Complex $S_3$-symmetric 3HDM

TL;DR

This paper investigates a three-Higgs-doublet model with $S_3$ symmetry, exploring conditions for explicit and spontaneous CP violation, and analyzing the implications for scalar and Yukawa sectors, including potential light scalars.

Contribution

It provides a comprehensive classification of vacuum structures and CP violation sources in an $S_3$ symmetric 3HDM without soft breaking, including numerical analysis of the scalar spectrum.

Findings

Possible CP violation arises from different vacuum configurations.

Light neutral scalars at the MeV scale can emerge under constraints.
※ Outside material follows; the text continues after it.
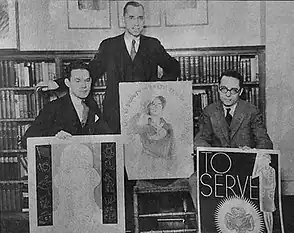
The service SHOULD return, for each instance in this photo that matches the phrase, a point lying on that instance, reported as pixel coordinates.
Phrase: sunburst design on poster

The model's parameter space accommodates both explicit and spontaneous CP violation.

Abstract

CP violation plays a very important role in nature with implications both for Particle Physics and for Cosmology. Accounting for the observed matter anti-matter asymmetry of the Universe requires the existence of new sources of CP violation beyond the Standard Model. In models with an extended scalar sector CP violation can emerge either explicitly, i.e., at the Lagrangian level, or spontaneously. In the context of multi-Higgs extensions of the Standard Model imposing the existence of a scalar basis where all couplings are real is a sufficient condition for CP to be explicitly conserved. We discuss a three-Higgs-doublet model with an underlying $S_3$ symmetry, allowing in principle for complex couplings. In this framework it is possible to have either spontaneous or explicit CP violation in the scalar sector, depending on the regions of parameter space corresponding to the different possible vacua of the $S_3$ symmetric potential. We list all possible vacuum structures allowing for CP violation in the scalar sector specifying whether it can be explicit or spontaneous. It is by now established that CP is violated in the flavour sector and that the Cabibbo-Kobayashi-Maskawa matrix is complex. In order to understand what are the possible sources of CP violation in the Yukawa sector we analyse the implications of the different available choices of representations for the quarks under the $S_3$ group. This classification is based strictly on the exact $S_3$-symmetric scalar potential with no soft symmetry breaking terms. The scalar sector of one such model was explored numerically. After applying the theoretical and the most important experimental constraints the available parameter space is shown to be able to give rise to light neutral scalars at the $\mathcal{O}(\text{MeV})$ scale.